In this demonstration, we're going to show that you can get all kinds of shapes in the fringe pattern by simply placing a lens in the setup. And here is the setup. As you may recall, here's the laser. Here's the beam from the laser being reflected by this mirror. And, here, we're going to add a lens.

The light coming out of the lens and reflected by this mirror here will have some curvature now. And when it enters the Michelson interferometer here, the beam going to this arm being the longer arm-- slightly longer arm-- will have slightly different curvature when it interferes with the beam coming from this arm, because the path length here is shorter than this one. The two beams will interfere and pass along this direction. Then they will get reflected at this mirror through the lens and then onto the screen.

So, now, if we take a close-up at the fringe pattern, we will see that we have circular fringes. And what's interesting about the circular fringes is that the spacing between the fringes can be changed by disturbing the setup. For example, if I change the length of this arm here, I can change the spacing between the fringes, because I'm getting closer. I'm closer to the same curvature as in the other arm. If I go further, again, we can see that I can increase the number of fringes, showing that, again, the curvature has changed relative to this fixed arm over here.

Now, I'm going to show the effect of misalignment on the circular fringes.

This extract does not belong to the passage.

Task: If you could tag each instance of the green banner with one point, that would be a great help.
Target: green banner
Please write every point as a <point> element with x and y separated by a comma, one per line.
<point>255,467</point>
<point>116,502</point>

If I adjust this mirror to here, and then let's again look at the fringes, and then you can see that by misaligning this mirror, I can get arcs instead of the bullseye. And, in fact, if I look closely at the arcs, I can tell which way the beams are misaligned.

All right. Now, what I'll try and do is to try and make the field go all dark or all bright by making the two paths as identical as possible. Now, you can see, I only have about a couple of fringes in the interference pattern. They're slightly misaligned. So I have them a little better centered.

So let me close in one path, and then see if I can get complete darkness or complete brightness. Let me adjust the alignment as I move in. Here, you can see I'm getting close to equal path. And then a little bit more. Not quite.

That's almost-- we're almost there. You can see, if I press on the table, you can see the screen going bright and dark. I think I have a little bit to go. And maybe we can get complete extinction. Let's see. This is pretty close to a complete extinction.

So in this brief demonstration then, we've shown that you can get circular fringes, bullseye, arcs, and what have you, by simply making the input beam to the interferometer have some curvature. And by adjusting the path length difference between the two arms, you can get a variety of fringe systems.